Chapter 9.3, Problem 72E

(a)

To determine

To Calculate: the standardized test statistic.

Answer to Problem 72E

t=0.855

Explanation of Solution

Given:

  $\begin{array}{l}{H}_0:\mu =19.2\\ H_1:\mu \ne 19.2\\ \alpha =0.10\\ n=75\\ \overline{x}=19.28\\ s=0.81\end{array}$

Formula used:

  $t=\frac{\overline{x}-{\mu }_0}{s/\sqrt{n}}$

Calculation:

The test statistic is

  $\begin{array}{c}t=\frac{\overline{x}-{\mu }_0}{s/\sqrt{n}}\\ =\frac{19.28-19.2}{0.81/\sqrt{75}}\\ =0.855\end{array}$

(b)

To determine

To find: and interpret the P-value.

Answer to Problem 72E

0.30 < P < 0.40 or

P = 0.39532

There is a 39.532% possibility of getting a sample mean amount of candy of 19.28 ounces in 75 bags of candies, when the population mean amount of candy is 19.2 ounces.

Explanation of Solution

Given:

  $\begin{array}{l}{H}_0:\mu =19.2\\ H_1:\mu \ne 19.2\\ \alpha =0.10\\ n=75\\ \overline{x}=19.28\\ s=0.81\end{array}$

Formula used:

  $t=\frac{\overline{x}-{\mu }_0}{s/\sqrt{n}}$

Calculation:

The test statistic is

  $\begin{array}{c}t=\frac{\overline{x}-{\mu }_0}{s/\sqrt{n}}\\ =\frac{19.28-19.2}{0.81/\sqrt{75}}\\ =0.855\end{array}$

The P-value is the probability of getting the value of the test statistic, or a value more extreme, assuming that the null hypothesis is true. $df=n-1=75-1=74$ . It required to double the boundaries of the value of the test statistic, because the test is two-tailed since $df=74$ is not available in the table, so use the nearest smaller degrees of freedom $df=60$ instead.

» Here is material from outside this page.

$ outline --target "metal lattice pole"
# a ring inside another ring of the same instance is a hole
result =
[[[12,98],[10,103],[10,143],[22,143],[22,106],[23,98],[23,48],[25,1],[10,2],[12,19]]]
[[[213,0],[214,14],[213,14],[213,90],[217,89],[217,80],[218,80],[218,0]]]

  $0.30=2\left(0.15\right)<P<2\left(0.20\right)=0.40$

Command Ti83/84-calculator: 2*tcdf (0.855, 1E99,74) which will return a P-value of 0.39532. Note: it could replace 1E99 by any other very large positive number. There is a 39.532% possibility of getting a sample mean amount of candy of 19.28 ounces in 75 bags of candies, when the population mean amount of candy is 19.2 ounces.

(c)

To determine

To find: the conclusion would make.

Answer to Problem 72E

There is no enough convincing proof that the mean amount of candy that the machine put in all bags filled that day differs from 19.2 ounces.

Explanation of Solution

Given:

  $\begin{array}{l}{H}_0:\mu =19.2\\ H_1:\mu \ne 19.2\\ \alpha =0.10\\ n=75\\ \overline{x}=19.28\\ s=0.81\end{array}$

Formula used:

  $t=\frac{\overline{x}-{\mu }_0}{s/\sqrt{n}}$

Calculation:

The test statistic is

  $\begin{array}{c}t=\frac{\overline{x}-{\mu }_0}{s/\sqrt{n}}\\ =\frac{19.28-19.2}{0.81/\sqrt{75}}\\ =0.855\end{array}$

The P-value is the probability of getting the value of the test statistic, or a value more extreme, assuming that the null hypothesis is true. $df=n-1=75-1=74$ . Note: it is required to double the boundaries of the value of the test statistic, the reason is the test is two-tailed (due to the $\ne$ in the alternative hypothesis $H_1$ ).

Although $df=74$ is not available in the table, there is need to use the nearest smaller degrees of freedom $df=60$ instead.

  $0.30=2\left(0.15\right)<P<2\left(0.20\right)=0.40$

Command Ti83/84-calculator: 2*tcdf (0.855, 1E99,74) which will return a P-value of 0.39532. Note: it could replace 1E99 by any other very large positive number. If the P-value is lesser than the significance level $\alpha$ , then the null hypothesis is rejected.

  $P>0.05\Rightarrow \text{Fail to reject }{H}_0$

There is no enough convincing proof that the mean amount of candy that the machine put in all bags filled that day differs from 19.2 ounces.